Il sole è una stella, ma anche il sole, come noi tutti, ha il destino segnato e si spegnerà, cancellandoci tutti in un baleno. Tu, in questo preciso istante, non sei una stella, ed ecco perché sopravvivo di luce propria. Ti nomino solo per immaginarti distante dalla mia galassia dove l’arte mi tiene in vita. Quando all’alba uscirò di casa e mi siederò al volante per i soliti itinerari diurni, spero di poter scovare sul viso di tanti “naufraghi” un bagliore che illumini sul grande schermo sociale una semplice scritta: “La vita continua”. Sarà come un biglietto di auguri per essere presenti, protagonisti.
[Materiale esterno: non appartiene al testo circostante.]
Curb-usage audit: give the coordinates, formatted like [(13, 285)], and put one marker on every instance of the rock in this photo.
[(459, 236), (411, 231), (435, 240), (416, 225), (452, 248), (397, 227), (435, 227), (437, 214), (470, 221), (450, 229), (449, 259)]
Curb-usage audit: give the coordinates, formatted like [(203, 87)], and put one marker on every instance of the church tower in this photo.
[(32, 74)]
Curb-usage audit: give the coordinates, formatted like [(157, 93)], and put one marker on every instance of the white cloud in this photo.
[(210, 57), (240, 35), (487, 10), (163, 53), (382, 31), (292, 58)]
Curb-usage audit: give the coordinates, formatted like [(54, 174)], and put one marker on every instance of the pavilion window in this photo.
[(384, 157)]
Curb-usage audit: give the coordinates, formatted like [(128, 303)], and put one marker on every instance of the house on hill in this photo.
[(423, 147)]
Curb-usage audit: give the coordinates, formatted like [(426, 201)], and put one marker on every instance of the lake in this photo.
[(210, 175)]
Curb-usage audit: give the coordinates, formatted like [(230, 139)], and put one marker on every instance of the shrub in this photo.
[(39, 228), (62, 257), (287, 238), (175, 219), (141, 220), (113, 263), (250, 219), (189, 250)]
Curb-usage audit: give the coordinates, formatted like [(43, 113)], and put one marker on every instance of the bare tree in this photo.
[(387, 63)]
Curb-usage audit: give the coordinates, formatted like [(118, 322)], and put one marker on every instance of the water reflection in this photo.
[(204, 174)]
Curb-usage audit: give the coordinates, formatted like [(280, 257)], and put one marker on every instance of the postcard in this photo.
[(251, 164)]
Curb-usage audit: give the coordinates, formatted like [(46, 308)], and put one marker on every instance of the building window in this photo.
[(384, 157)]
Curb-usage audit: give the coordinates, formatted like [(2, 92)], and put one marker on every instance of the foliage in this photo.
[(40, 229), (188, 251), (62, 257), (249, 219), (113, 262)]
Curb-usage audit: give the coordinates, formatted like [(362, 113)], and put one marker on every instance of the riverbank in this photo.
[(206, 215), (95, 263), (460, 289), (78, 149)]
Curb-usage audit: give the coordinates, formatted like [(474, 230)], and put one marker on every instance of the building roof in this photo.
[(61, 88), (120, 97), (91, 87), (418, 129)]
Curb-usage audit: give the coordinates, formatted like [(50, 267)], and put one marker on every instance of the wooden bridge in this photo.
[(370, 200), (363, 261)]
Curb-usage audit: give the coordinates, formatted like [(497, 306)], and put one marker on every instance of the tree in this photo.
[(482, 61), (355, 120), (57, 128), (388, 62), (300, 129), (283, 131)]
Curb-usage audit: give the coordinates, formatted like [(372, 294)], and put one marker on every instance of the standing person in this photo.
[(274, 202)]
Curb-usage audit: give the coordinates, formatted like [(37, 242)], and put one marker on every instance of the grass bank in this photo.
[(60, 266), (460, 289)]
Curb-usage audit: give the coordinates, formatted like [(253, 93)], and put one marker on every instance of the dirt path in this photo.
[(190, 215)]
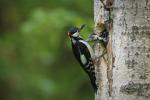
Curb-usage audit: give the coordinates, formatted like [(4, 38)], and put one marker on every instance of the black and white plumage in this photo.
[(83, 53), (102, 37)]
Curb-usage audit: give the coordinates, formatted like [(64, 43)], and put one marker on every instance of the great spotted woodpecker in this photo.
[(102, 35), (83, 53)]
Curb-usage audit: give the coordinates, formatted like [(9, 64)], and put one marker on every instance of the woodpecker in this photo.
[(102, 35), (83, 53)]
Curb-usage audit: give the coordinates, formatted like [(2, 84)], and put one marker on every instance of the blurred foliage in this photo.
[(36, 61)]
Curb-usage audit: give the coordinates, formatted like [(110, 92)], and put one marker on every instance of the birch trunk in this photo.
[(131, 51)]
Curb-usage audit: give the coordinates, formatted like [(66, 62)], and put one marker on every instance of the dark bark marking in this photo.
[(137, 89)]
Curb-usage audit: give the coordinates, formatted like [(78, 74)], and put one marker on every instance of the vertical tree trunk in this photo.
[(131, 51)]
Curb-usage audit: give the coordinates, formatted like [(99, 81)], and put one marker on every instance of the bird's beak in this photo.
[(68, 33), (82, 26)]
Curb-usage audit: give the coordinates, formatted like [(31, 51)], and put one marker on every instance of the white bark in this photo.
[(131, 51)]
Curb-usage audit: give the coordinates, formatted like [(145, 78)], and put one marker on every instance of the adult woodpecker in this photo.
[(83, 53)]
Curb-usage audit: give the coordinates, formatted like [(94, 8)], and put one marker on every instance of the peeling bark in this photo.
[(126, 74)]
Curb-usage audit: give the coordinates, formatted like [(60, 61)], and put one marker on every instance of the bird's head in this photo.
[(74, 31)]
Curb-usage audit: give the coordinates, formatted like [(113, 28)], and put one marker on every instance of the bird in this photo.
[(83, 53)]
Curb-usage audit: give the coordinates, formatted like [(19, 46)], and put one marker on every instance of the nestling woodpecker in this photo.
[(83, 53), (102, 35)]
Per me sarà un segnale incoraggiante per uscire dalla mia tana.

GENNAIO 2016 Autore Ebo Del Bianco

“Movimenti politici” di Ebo Del Bianco

Musica di supporto: “Passport -control” autore ed interprete Jan Bang.

Tutti i movimenti che si sono creati dal dopoguerra ad oggi, non essendo soggetti politici, nonostante le loro goiuste tematiche, le loro dure prese di posizione contro le azioni del potere, non hanno mai potuto governare a livello nazionale. Quando il potere governativo ha fragili opposizioni come soggetti politici, aumenta la pericolosità del suo operato. Per essere soggetti politici, bisogna strutturarsi come un vero partito, con tutti i suoi organi, con tutti i suoi programmi precisi, anche senza punti di riferimento precedenti. Il movimento del 1968, che è stato il più consistente, con i suoi temi ha messo in difficoltà vecchie strutture come la scuola, vecchi modi di rapportarsi con la volontà popolare. Però, non essendo soggetto politico, non aveva una organizzazione per governare. E così è stato, e nonostante vuoti di potere dei vari governi in difficoltà, tutto è rimasto intatto. Il movimento ’77, il più deciso ad andare oltre la piazza, oltre le proteste, ha subìto tra l’altro anche infiltrazioni dei servizi segreti deviati, che hanno agito per impedire che il più grande soggetto politico di massa, il Partito Comunista Italiano, non andasse al governo con la Democrazia cristina di Moro. Tutti sappiamo purtroppo come è andata a finire, e ciò dimostra quanto sia difficile in Italia trascinare il popolo , le masse, democraticamente a cambiare radicalmente strada. Cioè passare da essere movimento di protesta a soggetto politico per governare. Oggi non siamo un paese democratico per vari motivi, ma il più sostanzioso è il potere assoluto del governo per mancanza di soggertti politici che lo contrastino in modo efficace. Trentanni di edonismo, di realtà virtuali, hanno ormai intaccato anche il dna politico del popolo, che ormai accetta passivamente tutto dal governo senza vere opposizioni. Il movimento 5 stelle, se si struttura come soggetto politico, può veramente governare anche a livello nazionale, come vera alternativa al governo. Altrimenti resterà solo un “bastian contrario” pur avendo ragione. Quasi tutta la stampa cartacea e mediatica sta dalla parte del governo e agire come movimento è ammirevole per tenacia. Ma per avere più forza bisogna avere strutture di partito in acciaio inossidabile per battere questo governo.